Extract text starting from negated set up til (but not including) first occurance of @


good day community.

Say I have the following line:

    [ ] This is a sentence about apples. @fruit @tag

I wish to create a regex that can generically extract the portion: "This is a sentence about apples." only.

That is, ignore the [ ] before the sentence, and ignore @fruit @tag after.

What I have so far is: ([^\s*\[\s\]\s])(.*@)

Which is creating the following match: This is a sentence about apples. @fruit @

How would I match up to, but not including the first occurrence of @ symbol, while still negating [ ] pattern with ([^\s*\[\s\]\s]) group?

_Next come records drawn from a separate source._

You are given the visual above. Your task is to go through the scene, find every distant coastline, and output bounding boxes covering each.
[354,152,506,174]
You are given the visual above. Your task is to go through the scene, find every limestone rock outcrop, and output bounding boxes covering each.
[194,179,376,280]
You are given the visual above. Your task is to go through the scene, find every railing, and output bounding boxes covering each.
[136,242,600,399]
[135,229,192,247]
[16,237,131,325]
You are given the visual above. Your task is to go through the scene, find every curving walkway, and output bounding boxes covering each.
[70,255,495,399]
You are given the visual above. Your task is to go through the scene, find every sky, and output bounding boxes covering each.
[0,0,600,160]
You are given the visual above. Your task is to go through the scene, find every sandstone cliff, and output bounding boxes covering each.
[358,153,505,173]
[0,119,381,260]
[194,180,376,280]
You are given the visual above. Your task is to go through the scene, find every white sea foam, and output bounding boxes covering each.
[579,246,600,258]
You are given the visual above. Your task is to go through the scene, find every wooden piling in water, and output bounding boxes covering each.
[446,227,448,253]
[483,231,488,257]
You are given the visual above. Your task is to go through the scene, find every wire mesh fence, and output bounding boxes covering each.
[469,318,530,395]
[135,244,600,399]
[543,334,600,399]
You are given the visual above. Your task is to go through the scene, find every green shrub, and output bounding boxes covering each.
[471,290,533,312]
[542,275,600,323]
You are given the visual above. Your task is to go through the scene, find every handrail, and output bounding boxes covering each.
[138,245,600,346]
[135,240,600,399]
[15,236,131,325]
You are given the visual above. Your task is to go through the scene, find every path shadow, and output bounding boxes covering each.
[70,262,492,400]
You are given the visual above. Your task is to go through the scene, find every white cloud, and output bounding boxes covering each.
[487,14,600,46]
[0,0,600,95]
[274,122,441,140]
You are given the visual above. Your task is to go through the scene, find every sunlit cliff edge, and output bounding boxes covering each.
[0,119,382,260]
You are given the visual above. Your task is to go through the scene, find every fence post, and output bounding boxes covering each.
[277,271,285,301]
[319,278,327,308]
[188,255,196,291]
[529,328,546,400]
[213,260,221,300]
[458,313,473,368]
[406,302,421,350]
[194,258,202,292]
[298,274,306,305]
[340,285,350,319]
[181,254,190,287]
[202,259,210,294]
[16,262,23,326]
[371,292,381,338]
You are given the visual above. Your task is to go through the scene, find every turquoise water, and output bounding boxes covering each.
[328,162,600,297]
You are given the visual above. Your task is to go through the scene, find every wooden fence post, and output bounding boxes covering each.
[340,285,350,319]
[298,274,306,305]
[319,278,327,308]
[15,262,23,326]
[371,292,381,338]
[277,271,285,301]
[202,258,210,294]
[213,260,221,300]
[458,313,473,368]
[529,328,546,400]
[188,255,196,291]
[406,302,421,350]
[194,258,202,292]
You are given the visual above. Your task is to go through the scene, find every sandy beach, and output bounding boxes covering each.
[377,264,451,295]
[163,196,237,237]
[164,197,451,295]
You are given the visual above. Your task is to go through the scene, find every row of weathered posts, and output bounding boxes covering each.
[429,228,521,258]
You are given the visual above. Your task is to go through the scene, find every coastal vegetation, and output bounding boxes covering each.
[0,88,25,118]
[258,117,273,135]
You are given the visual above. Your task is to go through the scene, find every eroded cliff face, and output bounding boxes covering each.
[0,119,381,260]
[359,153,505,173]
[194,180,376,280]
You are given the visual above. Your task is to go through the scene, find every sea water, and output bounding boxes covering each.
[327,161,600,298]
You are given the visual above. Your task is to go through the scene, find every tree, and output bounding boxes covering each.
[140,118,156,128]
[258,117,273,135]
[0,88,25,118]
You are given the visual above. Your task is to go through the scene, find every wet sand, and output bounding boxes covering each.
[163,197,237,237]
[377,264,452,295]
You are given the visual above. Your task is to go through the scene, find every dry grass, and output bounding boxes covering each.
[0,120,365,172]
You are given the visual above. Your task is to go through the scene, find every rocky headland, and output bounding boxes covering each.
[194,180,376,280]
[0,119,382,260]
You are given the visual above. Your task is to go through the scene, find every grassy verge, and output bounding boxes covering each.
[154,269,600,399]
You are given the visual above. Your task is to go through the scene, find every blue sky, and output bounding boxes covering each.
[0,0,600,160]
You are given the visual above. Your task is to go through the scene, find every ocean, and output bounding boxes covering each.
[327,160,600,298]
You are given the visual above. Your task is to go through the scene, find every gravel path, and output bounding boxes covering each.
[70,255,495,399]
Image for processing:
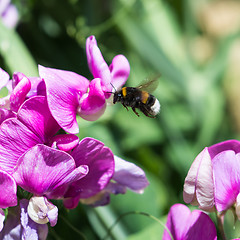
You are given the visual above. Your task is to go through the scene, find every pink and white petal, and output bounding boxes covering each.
[18,199,48,240]
[39,66,89,134]
[109,55,130,90]
[0,68,9,89]
[213,150,240,212]
[50,134,79,152]
[112,156,149,193]
[0,118,42,173]
[27,196,58,227]
[78,78,106,120]
[27,77,46,98]
[17,96,60,143]
[65,138,114,198]
[0,108,17,124]
[0,171,17,208]
[183,148,214,210]
[10,76,31,112]
[208,140,240,159]
[86,36,112,91]
[2,4,19,28]
[162,204,191,240]
[13,144,88,198]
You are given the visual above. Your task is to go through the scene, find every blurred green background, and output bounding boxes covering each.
[0,0,240,240]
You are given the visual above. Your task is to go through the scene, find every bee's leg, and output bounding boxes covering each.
[132,107,139,117]
[122,103,128,111]
[139,105,155,118]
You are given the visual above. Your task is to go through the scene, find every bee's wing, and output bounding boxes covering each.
[137,74,160,93]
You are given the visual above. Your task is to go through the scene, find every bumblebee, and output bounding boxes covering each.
[113,78,160,118]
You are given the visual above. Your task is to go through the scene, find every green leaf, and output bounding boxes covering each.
[0,22,38,76]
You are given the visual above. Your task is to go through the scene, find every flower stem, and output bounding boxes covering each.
[216,213,226,240]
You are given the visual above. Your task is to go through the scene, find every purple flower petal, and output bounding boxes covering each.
[0,171,17,208]
[10,73,31,112]
[13,144,88,198]
[39,66,89,134]
[63,195,80,209]
[78,78,106,121]
[0,68,9,89]
[27,77,46,98]
[208,140,240,159]
[17,96,60,143]
[0,209,5,232]
[109,55,130,90]
[2,4,19,28]
[0,118,42,173]
[213,150,240,212]
[162,204,217,240]
[51,134,79,152]
[86,36,112,91]
[113,156,149,193]
[183,148,214,210]
[0,109,17,124]
[80,190,110,207]
[65,138,114,198]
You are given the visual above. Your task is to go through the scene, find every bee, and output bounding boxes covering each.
[113,78,160,118]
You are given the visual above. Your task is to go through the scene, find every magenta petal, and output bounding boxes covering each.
[39,66,89,134]
[2,4,19,28]
[78,78,106,121]
[52,134,79,152]
[183,148,214,210]
[113,156,149,193]
[0,109,17,124]
[10,76,31,112]
[213,150,240,212]
[208,140,240,159]
[0,68,9,89]
[63,195,80,209]
[65,138,114,198]
[0,118,42,173]
[27,77,46,98]
[109,55,130,89]
[0,171,17,208]
[13,144,88,198]
[0,209,5,232]
[17,96,60,143]
[162,204,217,240]
[86,36,112,91]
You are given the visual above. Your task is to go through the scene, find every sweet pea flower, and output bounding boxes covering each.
[78,36,130,121]
[80,156,149,206]
[39,36,130,134]
[183,140,240,215]
[0,68,10,109]
[0,96,60,174]
[0,93,114,204]
[27,196,58,227]
[162,204,217,240]
[0,199,48,240]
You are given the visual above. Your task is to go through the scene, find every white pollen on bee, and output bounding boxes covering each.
[151,99,160,116]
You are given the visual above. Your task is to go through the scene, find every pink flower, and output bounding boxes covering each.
[162,204,217,240]
[183,140,240,215]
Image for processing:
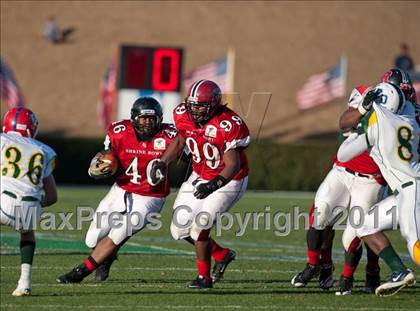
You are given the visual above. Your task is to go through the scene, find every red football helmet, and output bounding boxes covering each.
[185,80,222,124]
[382,68,417,104]
[3,107,38,138]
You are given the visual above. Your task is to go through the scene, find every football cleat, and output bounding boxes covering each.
[365,269,381,294]
[211,249,236,283]
[56,267,85,284]
[187,275,213,289]
[12,286,31,297]
[94,255,118,282]
[291,263,320,287]
[375,269,416,297]
[335,275,353,296]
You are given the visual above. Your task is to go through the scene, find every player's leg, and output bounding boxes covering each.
[357,196,415,296]
[336,177,384,295]
[0,192,42,296]
[291,167,350,287]
[57,185,126,284]
[188,177,248,288]
[319,226,335,290]
[12,230,35,296]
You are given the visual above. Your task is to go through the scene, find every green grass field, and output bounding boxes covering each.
[0,187,420,310]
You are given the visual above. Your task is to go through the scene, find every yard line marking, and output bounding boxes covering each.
[0,304,416,311]
[0,266,298,274]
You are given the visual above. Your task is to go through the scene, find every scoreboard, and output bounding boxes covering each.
[117,45,183,123]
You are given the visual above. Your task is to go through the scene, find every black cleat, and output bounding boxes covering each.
[365,269,381,294]
[56,266,88,284]
[335,275,353,296]
[375,269,416,297]
[211,249,236,283]
[291,263,320,287]
[319,262,334,290]
[94,255,118,282]
[187,275,213,289]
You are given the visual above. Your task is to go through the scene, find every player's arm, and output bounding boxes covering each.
[338,107,363,131]
[41,174,58,207]
[337,133,368,162]
[339,90,379,131]
[88,134,112,179]
[193,149,241,199]
[150,134,185,184]
[160,135,185,165]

EDIT: Thanks to Wiktor Stribiżew for the critical piece to help:

RegExMatch(str, "O)\[\s*]\s*([^@]*[^@\s])", output)

Final code:

; Zim Inbox txt file
FileEncoding, UTF-8
File := "C:\Users\dragoon\Desktop\anki_cards.txt"

; sleep is necessary

;;Highlight line and copy
#IfWinActive ahk_exe zim.exe
{
clipboard=
sleep, 500
Send ^+c
ClipWait
Send ^{Down}
clipboardQuestion := clipboard
FoundQuestion := RegExMatch(clipboardQuestion,"O)\[\s*]\s*([^@]*[^@\s])",outputquestion)

clipboard=
sleep, 500
Send ^+c
ClipWait
clipboardAnswer := clipboard
FoundAnswer := RegExMatch(clipboardAnswer,"O)\[\s*]\s*([^@]*[^@\s])",outputanswer)

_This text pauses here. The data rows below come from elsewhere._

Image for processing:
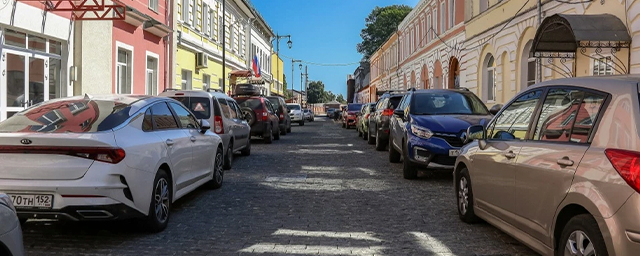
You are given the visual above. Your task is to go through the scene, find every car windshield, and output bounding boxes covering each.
[411,91,489,115]
[0,97,135,133]
[347,104,362,111]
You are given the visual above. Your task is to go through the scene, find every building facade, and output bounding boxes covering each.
[0,0,75,121]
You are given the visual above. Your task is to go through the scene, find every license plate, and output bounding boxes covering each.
[9,194,53,209]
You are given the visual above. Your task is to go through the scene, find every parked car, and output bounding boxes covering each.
[160,90,251,170]
[356,103,376,140]
[389,89,492,179]
[267,96,291,135]
[0,193,24,256]
[454,75,640,255]
[342,103,362,129]
[367,91,405,151]
[0,94,224,231]
[233,95,280,144]
[287,103,305,126]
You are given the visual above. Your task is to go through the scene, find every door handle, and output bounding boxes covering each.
[504,151,516,159]
[557,156,573,166]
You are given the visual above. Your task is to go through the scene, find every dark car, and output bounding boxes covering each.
[266,96,291,135]
[389,89,493,179]
[233,95,280,144]
[367,91,406,151]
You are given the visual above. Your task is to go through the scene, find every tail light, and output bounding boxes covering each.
[604,148,640,193]
[0,146,126,164]
[213,116,224,134]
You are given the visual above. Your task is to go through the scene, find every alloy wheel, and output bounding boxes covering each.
[564,230,596,256]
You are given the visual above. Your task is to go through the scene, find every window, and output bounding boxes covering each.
[151,102,178,130]
[147,56,158,95]
[488,90,542,140]
[116,48,133,94]
[484,54,496,101]
[169,102,198,129]
[593,56,613,76]
[181,69,192,90]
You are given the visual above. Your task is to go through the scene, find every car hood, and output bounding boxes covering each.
[411,115,493,132]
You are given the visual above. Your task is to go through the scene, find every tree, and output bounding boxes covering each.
[356,5,412,59]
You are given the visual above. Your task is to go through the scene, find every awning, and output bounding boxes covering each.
[531,14,631,58]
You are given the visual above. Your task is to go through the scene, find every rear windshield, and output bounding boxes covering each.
[235,98,262,110]
[0,97,135,133]
[171,97,211,119]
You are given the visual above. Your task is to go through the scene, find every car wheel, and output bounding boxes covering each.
[207,148,224,189]
[264,127,273,144]
[456,168,480,223]
[144,169,173,232]
[555,214,608,256]
[223,143,233,170]
[240,138,251,156]
[389,136,402,163]
[402,143,418,180]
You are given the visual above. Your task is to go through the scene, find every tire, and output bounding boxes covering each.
[144,169,173,233]
[455,168,480,224]
[555,214,609,256]
[402,143,418,180]
[222,142,233,170]
[389,136,402,163]
[206,148,224,189]
[240,138,251,156]
[376,131,387,151]
[264,127,273,144]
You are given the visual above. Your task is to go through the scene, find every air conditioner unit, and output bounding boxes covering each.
[196,52,209,68]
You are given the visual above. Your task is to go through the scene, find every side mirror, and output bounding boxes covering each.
[464,125,487,144]
[200,119,211,133]
[489,104,502,115]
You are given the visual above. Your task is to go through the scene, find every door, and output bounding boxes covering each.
[469,89,542,223]
[169,102,211,181]
[515,88,606,246]
[151,102,193,192]
[0,49,50,120]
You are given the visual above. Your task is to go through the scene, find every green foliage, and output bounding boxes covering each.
[356,5,412,59]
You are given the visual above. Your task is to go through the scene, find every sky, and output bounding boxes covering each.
[251,0,419,98]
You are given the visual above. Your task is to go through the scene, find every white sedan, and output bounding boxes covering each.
[0,95,224,232]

quotedQuestionAnswer := outputquestion[1] """" outputanswer[1] """"

Fileappend, %quotedQuestionAnswer%, %File%
}

What it does: In Zim Wiki notebook, on Windows, press Win+V hotkey over Question? in the following structure:

[ ] Question Header
    [ ] Question?
        [ ] Answer about dogs @cat @dog

This will result in the text being formatted as such in an external file:

Question?"Answer about dogs"

This is an acceptable format for Anki card importing, and can be used to quickly make cards from a review structure. Thanks again for all the help on my first SO question.


Solution

  • You can use

    \[\s*]\s*\K[^@]*[^@\s]
    

    See the regex demo. Details:

    • \[\s*]\s* - [, zero or more whitespaces, ], zero or more whitespaces
    • \K - "forget" what has just been matched
    • [^@]* - zero or more chars other than @
    • [^@\s] - a char other than @ and whitespace.

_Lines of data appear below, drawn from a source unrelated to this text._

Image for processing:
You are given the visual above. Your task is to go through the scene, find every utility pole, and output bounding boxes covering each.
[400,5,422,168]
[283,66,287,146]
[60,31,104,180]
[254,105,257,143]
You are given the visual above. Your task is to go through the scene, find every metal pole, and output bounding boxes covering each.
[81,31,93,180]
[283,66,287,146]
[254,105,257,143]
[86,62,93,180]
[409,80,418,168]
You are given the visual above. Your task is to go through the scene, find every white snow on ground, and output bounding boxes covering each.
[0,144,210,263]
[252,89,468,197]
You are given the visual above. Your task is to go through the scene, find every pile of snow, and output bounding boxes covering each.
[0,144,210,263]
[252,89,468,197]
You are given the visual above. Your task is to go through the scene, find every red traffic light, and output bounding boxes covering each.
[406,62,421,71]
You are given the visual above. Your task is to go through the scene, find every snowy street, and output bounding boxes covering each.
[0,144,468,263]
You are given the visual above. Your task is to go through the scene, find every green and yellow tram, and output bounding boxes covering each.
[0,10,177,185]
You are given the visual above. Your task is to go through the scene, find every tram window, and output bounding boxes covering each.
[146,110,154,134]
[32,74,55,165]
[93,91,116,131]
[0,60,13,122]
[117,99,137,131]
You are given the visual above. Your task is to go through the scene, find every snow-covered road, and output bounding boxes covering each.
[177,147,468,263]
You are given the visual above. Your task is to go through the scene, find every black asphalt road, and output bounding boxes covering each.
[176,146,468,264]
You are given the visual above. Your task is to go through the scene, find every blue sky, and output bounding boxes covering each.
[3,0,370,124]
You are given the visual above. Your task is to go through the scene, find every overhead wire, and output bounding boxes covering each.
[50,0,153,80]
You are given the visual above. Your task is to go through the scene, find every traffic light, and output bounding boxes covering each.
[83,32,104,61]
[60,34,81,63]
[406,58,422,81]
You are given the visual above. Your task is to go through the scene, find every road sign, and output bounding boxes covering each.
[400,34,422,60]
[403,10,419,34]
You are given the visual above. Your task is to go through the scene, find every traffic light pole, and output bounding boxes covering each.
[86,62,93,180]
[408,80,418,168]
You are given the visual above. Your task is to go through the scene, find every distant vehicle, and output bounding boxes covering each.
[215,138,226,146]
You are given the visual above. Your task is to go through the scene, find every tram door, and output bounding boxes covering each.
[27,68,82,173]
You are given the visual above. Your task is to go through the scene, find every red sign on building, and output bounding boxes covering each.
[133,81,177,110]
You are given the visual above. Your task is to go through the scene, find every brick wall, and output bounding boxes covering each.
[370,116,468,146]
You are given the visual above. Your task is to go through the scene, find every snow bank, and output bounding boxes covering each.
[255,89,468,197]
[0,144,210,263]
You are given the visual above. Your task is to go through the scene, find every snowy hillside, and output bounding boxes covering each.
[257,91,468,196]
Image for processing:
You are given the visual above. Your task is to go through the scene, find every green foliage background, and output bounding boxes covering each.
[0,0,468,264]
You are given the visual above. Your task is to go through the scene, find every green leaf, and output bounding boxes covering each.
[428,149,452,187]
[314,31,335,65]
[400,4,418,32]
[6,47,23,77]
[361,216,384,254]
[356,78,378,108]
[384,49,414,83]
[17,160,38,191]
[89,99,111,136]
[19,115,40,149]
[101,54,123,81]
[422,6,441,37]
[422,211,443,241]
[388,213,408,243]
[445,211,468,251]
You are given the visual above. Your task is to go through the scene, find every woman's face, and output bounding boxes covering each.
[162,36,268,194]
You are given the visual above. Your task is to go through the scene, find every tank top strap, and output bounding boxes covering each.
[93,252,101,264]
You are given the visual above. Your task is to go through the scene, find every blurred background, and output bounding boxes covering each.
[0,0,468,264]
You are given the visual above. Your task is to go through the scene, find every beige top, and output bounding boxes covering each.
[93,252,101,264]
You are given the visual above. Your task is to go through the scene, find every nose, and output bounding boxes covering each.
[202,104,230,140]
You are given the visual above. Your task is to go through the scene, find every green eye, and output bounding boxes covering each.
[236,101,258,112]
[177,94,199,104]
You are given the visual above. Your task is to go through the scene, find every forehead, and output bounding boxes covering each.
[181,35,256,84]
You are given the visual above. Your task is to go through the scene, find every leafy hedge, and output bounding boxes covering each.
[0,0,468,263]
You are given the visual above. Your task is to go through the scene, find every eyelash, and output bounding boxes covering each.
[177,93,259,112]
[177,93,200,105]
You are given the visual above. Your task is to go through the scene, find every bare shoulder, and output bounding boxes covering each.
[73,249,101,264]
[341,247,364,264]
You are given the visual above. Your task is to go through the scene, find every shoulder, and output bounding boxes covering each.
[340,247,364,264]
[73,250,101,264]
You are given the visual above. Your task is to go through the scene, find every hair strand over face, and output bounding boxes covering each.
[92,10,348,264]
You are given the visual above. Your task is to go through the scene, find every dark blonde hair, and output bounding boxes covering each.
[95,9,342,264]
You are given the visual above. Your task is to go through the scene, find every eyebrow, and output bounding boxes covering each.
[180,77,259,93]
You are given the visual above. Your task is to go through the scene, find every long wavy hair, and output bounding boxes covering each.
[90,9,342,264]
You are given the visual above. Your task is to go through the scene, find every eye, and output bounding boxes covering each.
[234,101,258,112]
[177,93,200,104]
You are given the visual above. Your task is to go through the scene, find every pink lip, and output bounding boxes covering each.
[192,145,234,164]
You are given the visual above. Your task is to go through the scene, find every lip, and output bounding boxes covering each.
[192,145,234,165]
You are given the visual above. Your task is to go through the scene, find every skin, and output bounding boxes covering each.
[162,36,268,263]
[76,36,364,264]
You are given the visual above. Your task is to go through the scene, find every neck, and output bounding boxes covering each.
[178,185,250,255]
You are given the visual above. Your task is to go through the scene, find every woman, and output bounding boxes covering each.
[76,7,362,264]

    Note that in AutoHotKey, you can also capture the part of a match if use Object mode:

    RegExMatch(str, "O)\[\s*]\s*([^@]*[^@\s])", output)
    

    The string you want to use is captured with Group 1 pattern (defined with a pair of unescaped parentheses) and you can access it via output[1]. See documentation:

    Object mode. [v1.1.05+]: This causes RegExMatch() to yield all information of the match and its subpatterns to a match object in OutputVar. For details, see OutputVar.